The unfairness in child development is that grown-up-children are making decisions for their child that will not just affect their ability to build satisfying relationships,
they are making decisions for their child that will all but determine the child’s ability to build satisfying relationships, all at a time in the child's life when the child will have no specific memory of what experiences the grown-up caregiver provided for them; what it was that put them in a merciless emotional straight-jacket.  It cannot be stressed beyond usefulness that childhood attachment experiences are the building blocks for how grown-ups "perceive" and thus "respond" to their world. 

Attachment experiences don't just influence, they determine "perception," because every experience must pass through and be made to give credence to the perceived world the attachment experiences have determined exists. Healthy attachments produce realistic "perceptions."  Unhealthy attachments produce distorted "perceptions." 

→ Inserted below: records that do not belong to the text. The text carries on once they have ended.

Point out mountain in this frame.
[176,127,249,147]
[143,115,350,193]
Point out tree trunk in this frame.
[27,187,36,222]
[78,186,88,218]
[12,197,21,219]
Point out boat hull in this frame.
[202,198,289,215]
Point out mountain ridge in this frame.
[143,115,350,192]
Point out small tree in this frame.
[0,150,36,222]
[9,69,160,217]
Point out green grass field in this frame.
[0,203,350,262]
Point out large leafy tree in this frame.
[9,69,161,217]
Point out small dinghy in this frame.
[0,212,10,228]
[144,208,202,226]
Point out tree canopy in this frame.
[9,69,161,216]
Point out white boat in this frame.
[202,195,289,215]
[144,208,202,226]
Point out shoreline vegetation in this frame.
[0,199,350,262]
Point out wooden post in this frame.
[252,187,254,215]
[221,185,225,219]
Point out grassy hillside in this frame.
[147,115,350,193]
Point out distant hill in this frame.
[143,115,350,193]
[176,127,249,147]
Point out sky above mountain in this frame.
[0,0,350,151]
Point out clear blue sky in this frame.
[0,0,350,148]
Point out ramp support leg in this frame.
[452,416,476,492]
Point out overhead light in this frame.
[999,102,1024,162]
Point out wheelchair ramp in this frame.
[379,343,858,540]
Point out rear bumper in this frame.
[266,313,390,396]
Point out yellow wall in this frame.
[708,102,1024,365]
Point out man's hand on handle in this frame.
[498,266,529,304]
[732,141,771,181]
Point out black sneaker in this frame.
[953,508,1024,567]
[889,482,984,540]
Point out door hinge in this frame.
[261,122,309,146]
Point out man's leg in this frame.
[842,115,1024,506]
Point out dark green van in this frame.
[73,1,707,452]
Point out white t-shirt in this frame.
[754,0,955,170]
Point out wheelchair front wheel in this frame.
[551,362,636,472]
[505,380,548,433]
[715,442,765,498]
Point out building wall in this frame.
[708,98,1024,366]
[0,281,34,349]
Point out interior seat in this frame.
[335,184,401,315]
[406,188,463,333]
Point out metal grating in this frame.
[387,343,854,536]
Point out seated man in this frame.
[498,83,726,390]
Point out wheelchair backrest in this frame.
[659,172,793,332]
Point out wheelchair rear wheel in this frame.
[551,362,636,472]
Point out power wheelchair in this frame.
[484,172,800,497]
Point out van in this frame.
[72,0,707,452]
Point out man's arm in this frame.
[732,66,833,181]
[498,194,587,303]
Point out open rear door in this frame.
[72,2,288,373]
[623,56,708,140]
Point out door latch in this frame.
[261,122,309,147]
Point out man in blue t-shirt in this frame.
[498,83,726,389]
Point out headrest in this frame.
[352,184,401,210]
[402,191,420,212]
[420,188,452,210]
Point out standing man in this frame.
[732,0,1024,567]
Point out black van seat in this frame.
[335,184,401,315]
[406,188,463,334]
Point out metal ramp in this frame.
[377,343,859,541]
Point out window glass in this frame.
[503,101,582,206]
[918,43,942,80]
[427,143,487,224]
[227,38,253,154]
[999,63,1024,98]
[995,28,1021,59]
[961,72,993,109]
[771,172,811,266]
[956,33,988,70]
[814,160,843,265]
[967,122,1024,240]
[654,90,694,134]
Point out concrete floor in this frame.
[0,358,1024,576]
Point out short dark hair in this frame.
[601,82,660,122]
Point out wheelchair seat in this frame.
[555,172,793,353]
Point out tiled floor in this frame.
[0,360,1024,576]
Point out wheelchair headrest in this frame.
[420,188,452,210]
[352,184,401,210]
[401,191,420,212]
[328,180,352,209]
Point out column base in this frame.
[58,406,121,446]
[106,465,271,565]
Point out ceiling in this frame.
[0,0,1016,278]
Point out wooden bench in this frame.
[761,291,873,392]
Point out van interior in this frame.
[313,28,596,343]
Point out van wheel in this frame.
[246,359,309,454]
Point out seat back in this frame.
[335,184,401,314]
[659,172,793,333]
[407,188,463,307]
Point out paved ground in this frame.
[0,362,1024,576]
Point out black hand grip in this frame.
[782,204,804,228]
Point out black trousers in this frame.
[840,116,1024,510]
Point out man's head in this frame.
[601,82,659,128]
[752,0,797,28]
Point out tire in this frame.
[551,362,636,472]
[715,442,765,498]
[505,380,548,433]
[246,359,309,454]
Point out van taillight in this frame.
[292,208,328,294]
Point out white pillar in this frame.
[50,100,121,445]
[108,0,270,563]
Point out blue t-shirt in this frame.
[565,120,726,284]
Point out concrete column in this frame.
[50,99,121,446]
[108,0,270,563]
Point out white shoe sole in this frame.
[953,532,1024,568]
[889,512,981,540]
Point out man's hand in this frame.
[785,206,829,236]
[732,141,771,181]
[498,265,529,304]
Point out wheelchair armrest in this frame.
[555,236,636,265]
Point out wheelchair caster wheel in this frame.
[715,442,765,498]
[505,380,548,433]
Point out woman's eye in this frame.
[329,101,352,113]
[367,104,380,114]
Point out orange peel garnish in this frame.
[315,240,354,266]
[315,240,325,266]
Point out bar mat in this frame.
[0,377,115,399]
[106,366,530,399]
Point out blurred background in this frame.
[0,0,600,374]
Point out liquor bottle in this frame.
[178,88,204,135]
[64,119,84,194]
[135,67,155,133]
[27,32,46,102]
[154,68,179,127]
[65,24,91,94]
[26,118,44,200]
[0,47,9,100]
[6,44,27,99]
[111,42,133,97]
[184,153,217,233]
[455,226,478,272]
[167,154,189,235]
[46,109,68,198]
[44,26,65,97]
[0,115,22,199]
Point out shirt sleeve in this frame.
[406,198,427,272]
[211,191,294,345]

The ghosts of childhood, shrouded in the nebulous, indistinct, "perception" skewing cloud of painful experience, will ceaselessly torment the individual until some other life changing metamorphosis occurs in the form of dynamic experience. They will not just go away; disappear at some magical point in one's experiential development.  The irony is that the act of exposing and demystifying those childhood ghosts and the life systems that have been created to prop them up, and are thus, the basis for what fragments of security the individual has managed to establish; this exposing and demystifying is so terrifying and causes such insecurity and anxiety, pain and trauma, that the individual more often than not chooses to blame some external mechanism rather than experience the life changing metamorphosis within their grasp. In actuality, by continuing in painful patterns of living, the individual is giving those ghosts permission to influence, if not control his life.  To begin to grasp the terror associated with these childhood ghosts, watch, “The Boogeyman,” alone and in the dark.  There ain’t no way I’m gonna open that there closet door! I don’t care how good you say my life is gonna be if I do, cause if I do, I’ll be a pile of ground round, unable to die, but wishing I was dead.

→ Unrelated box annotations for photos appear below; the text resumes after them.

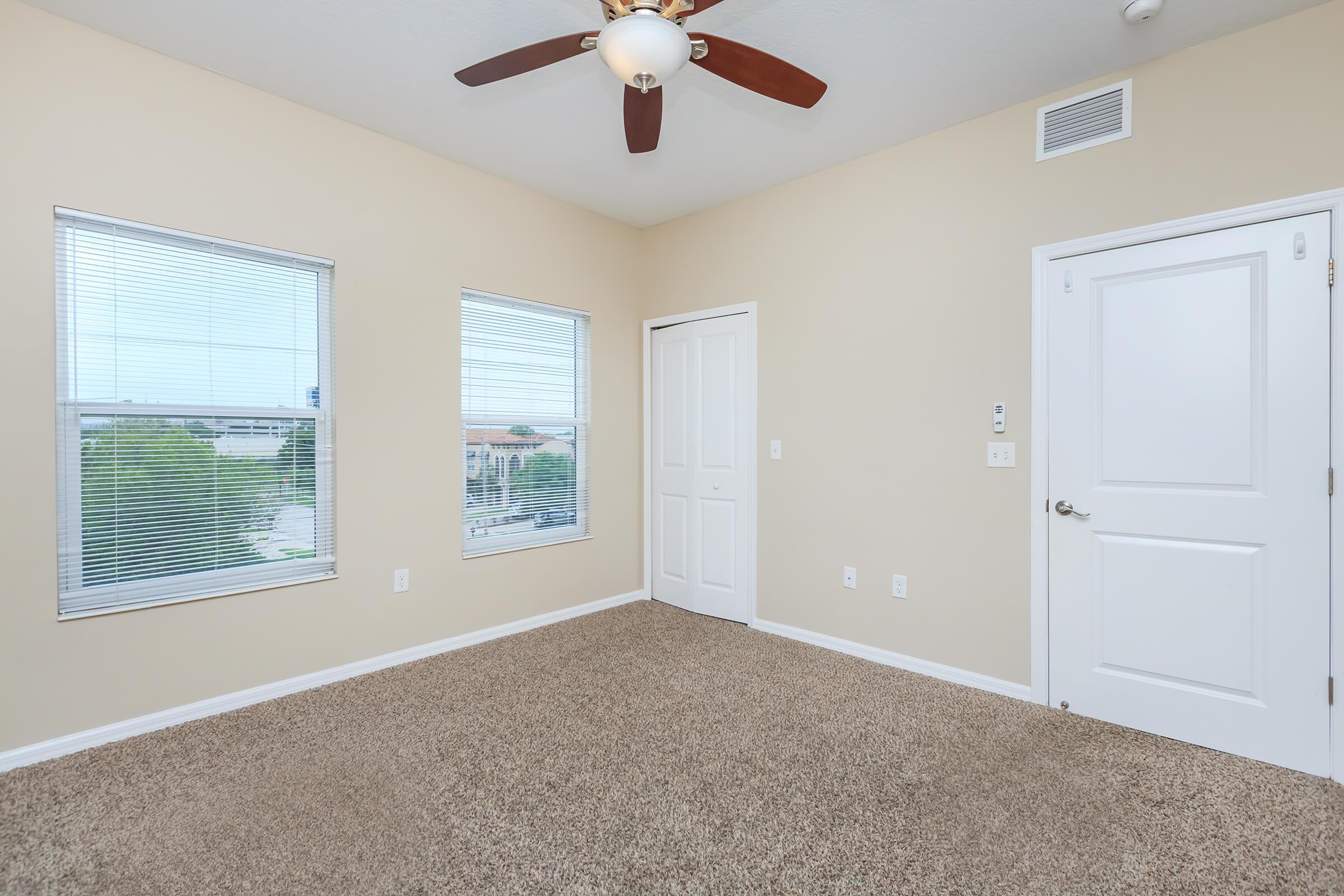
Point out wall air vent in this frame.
[1036,81,1135,161]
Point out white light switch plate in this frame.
[985,442,1018,466]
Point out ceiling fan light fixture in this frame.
[597,10,691,93]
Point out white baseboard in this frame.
[752,619,1031,700]
[0,590,644,771]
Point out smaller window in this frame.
[463,290,589,556]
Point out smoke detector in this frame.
[1119,0,1163,26]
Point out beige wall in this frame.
[0,0,641,750]
[642,0,1344,683]
[0,0,1344,750]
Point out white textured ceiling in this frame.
[18,0,1321,227]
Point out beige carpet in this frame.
[0,602,1344,896]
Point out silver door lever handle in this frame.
[1055,501,1091,517]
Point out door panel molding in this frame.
[1028,189,1344,782]
[642,302,759,626]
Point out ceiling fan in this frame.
[457,0,827,153]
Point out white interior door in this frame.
[649,324,693,610]
[1042,212,1331,775]
[651,314,754,622]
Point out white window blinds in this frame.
[55,209,335,615]
[463,292,589,556]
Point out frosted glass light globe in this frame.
[597,11,691,88]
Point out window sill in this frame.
[463,535,592,560]
[57,572,340,622]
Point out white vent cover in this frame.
[1036,81,1135,161]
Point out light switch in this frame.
[985,442,1018,466]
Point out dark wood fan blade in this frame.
[689,34,827,109]
[457,31,597,87]
[625,85,662,152]
[678,0,723,16]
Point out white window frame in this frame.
[458,289,592,559]
[53,206,337,620]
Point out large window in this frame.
[55,209,335,617]
[463,292,589,556]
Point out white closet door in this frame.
[691,314,752,622]
[649,324,693,610]
[649,314,754,622]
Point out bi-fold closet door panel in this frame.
[651,314,753,622]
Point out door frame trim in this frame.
[1028,189,1344,782]
[641,302,759,624]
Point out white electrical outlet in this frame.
[985,442,1018,466]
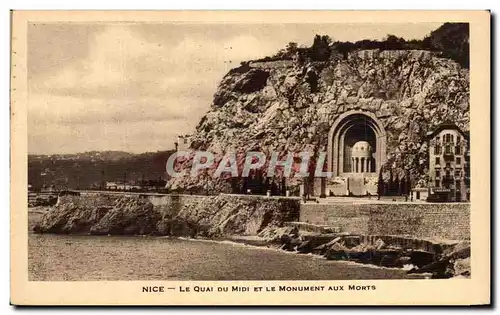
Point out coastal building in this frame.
[427,123,470,201]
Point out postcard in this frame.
[10,11,491,306]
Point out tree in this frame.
[399,176,407,195]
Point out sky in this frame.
[28,22,441,154]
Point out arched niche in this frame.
[327,110,387,177]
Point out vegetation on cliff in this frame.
[168,23,469,193]
[33,195,299,237]
[255,23,469,68]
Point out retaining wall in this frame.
[300,203,470,240]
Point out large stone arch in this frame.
[327,110,387,177]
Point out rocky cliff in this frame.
[168,49,469,192]
[33,195,300,237]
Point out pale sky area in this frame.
[28,23,441,154]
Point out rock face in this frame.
[33,195,300,237]
[167,50,469,192]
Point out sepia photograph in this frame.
[12,12,489,306]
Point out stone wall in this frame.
[300,203,470,240]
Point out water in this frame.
[28,212,406,281]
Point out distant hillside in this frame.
[28,151,173,189]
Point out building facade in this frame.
[427,124,470,202]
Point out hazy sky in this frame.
[28,23,441,154]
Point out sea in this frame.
[28,212,407,281]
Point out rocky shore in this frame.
[33,195,471,278]
[254,225,471,279]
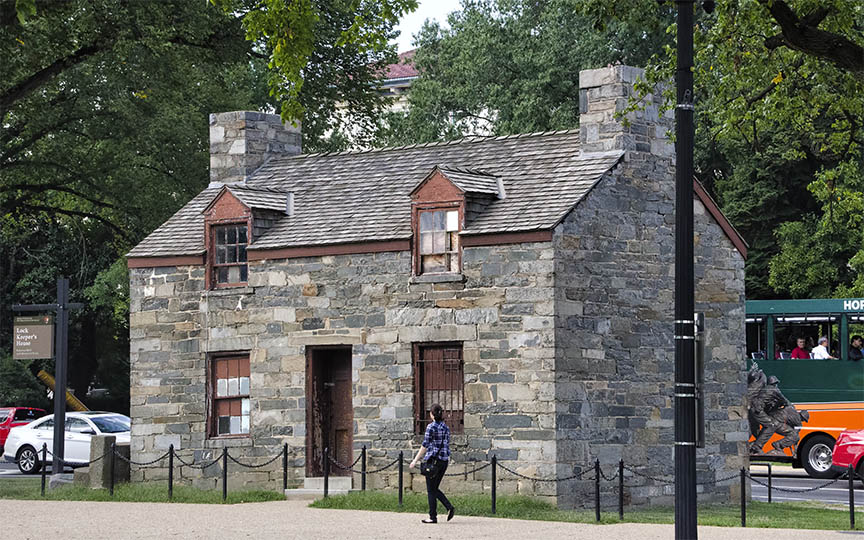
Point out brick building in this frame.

It can be a relieving or a terrifying realization that the pain is actually coming from within and not from without, that the pain has its source in the fires that rage internally rather than from any external fire. The benefit is that the individual cannot control outside fires, but has full control over internal fires. As the realization that the other person is not actually the cause of the terrible pain sinks in, significant amounts of energy are freed up, in that there is no longer the need to protect one's-self with energy consuming anger.  This realization is an experience that makes it possible to address, change and actually escape the debilitating pain, to be free and for the first time in their existence, experience unthreatenable confidence and actually live.  [Please note that this concept has nothing to do with any form of physical abuse.  The only acceptable response to physical violence is seeking safety for yourself and your children, immediately followed with legal action.]

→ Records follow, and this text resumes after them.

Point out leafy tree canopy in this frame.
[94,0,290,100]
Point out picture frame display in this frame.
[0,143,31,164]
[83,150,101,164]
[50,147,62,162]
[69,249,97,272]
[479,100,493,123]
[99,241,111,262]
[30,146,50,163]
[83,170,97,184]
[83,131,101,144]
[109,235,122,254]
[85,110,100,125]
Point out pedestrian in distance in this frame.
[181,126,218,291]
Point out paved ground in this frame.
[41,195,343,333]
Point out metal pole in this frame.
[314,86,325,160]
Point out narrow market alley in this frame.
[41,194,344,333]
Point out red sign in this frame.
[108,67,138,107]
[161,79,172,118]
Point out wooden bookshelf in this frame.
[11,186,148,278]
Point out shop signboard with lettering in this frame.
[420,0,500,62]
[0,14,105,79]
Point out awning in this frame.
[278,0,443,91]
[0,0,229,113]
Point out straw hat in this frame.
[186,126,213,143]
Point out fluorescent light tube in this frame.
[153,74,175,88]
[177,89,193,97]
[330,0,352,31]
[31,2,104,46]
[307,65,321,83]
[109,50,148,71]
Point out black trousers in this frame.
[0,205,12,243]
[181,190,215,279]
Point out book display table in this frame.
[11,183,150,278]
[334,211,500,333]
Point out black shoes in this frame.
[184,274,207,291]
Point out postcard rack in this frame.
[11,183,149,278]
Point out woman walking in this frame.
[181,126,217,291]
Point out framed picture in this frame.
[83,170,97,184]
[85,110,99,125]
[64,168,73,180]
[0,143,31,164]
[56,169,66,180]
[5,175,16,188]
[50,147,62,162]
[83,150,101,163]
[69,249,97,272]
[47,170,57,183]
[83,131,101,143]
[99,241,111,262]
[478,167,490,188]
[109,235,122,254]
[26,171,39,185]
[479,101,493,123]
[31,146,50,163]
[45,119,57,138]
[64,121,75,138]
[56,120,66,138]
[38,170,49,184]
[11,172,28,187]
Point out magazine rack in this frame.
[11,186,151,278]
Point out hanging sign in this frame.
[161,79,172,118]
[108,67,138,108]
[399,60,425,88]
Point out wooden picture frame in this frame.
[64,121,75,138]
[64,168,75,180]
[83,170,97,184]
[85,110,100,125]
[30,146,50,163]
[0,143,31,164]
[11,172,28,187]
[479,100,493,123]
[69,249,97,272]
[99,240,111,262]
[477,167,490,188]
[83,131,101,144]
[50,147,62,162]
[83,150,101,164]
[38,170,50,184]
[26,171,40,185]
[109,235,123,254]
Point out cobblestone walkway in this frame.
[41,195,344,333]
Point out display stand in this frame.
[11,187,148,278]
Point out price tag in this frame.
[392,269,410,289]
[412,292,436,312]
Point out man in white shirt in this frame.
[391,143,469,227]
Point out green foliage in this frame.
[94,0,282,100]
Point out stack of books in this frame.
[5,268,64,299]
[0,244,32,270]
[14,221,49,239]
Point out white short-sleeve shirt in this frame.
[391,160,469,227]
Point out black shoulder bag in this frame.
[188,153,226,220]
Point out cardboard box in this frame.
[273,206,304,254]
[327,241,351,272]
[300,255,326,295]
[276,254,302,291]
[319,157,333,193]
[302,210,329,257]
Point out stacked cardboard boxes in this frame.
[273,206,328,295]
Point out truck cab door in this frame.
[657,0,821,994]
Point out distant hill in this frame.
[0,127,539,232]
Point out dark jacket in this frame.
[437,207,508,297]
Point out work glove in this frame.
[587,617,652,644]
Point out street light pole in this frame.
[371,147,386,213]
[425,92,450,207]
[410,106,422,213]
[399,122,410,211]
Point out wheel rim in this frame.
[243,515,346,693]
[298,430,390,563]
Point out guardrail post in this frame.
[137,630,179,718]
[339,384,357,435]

This isn't saying the other person has no problems and in no conceivable way does it legitimize any "self-"compromising actions of the other person, but, in its defense, it is a "savior" in "wolf's clothing."  The other person’s self-compromising behavior is helping the individual recognize what their own self-compromising behavior is attempting to direct their attention to.

It is very likely the dynamics of attachment/self-image issues act as a magnet, either in the attraction to a "self" complimenting opposite, or a "self" reflecting synopsis.  Individuals with attachment/self-image issues are attracted to each other.  Nature may have come to the understanding that these issues need to be exposed to the daylight if they are to be resolved.